Und hier kommen wir nun zu der grossen Chance der Transformation oder Weiterentwicklung der "Grünen" Bewußtseinswelle im Allgemeinen und der Occupybewegung im Speziellem. Keine Frage, in gewisser Form ist diese bestimmt schon im Gange, da sich wie alle Systeme und Gruppierungen auch diese Bewegung im ständigen Wandel und Austausch mit der Umwelt befindet. Kurz bevor ich Anfang April am nächsten Morgen abgereist bin, sagte mir Jan, dass sie jetzt schon viel schneller Leute aus dem Camp verweisen, die sich nicht an elementare Regeln halten ("Ich mach mein Ding, halt die Fresse"). Aber es könnte noch weiter gehen, ja es muss, da diese Bewegung aus meiner vollsten Überzeugung heraus eine der wichtigsten dieses Jahrzehnts ist, ganz einfach deswegen, da sie das "Potential" hat, tiefgreifende kulturelle und gesellschaftliche Veränderungen anzustossen - ähnlich wie damals die "68er".
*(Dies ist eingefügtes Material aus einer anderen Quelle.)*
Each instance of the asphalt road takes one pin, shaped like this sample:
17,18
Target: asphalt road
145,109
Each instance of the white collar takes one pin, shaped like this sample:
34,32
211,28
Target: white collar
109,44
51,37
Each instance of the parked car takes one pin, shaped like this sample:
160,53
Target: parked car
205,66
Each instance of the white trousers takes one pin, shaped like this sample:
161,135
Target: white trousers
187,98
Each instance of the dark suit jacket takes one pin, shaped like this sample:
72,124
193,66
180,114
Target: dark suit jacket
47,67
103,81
Wenn wir nun konstatieren, dass sich die Occupybewegung schwerpunktmäßig auf der "Grünen Bewußtseinsstufe" befindet, gehört für eine Weiterentwicklung oder Transformation als erstes dazu, sich mit dem Wert und dem Inhalt von Wachstumshierarchien auseinanderzusetzen. Nur dann ist es möglich gewisse Strukturen aufzubauen, weil nur dann können wir eine "Einheit in der Vielfalt" praktizieren, indem wir niemanden ausgrenzen, aber auch jeden seinen Platz zuweisen. Nur dann ist es möglich zielgerichteter vorzugehen und den "Hyperraumsprung" zu den Anfängen einer wahrhaft ganzheitlichen, integralen Sichtweise zu schaffen, die versucht alle vorhandenen Sichtweisen zu akzeptieren und zu integrieren, und nicht einzelne zu verdammen, nur weil sie nicht in die "eigene" Wahrheit passen!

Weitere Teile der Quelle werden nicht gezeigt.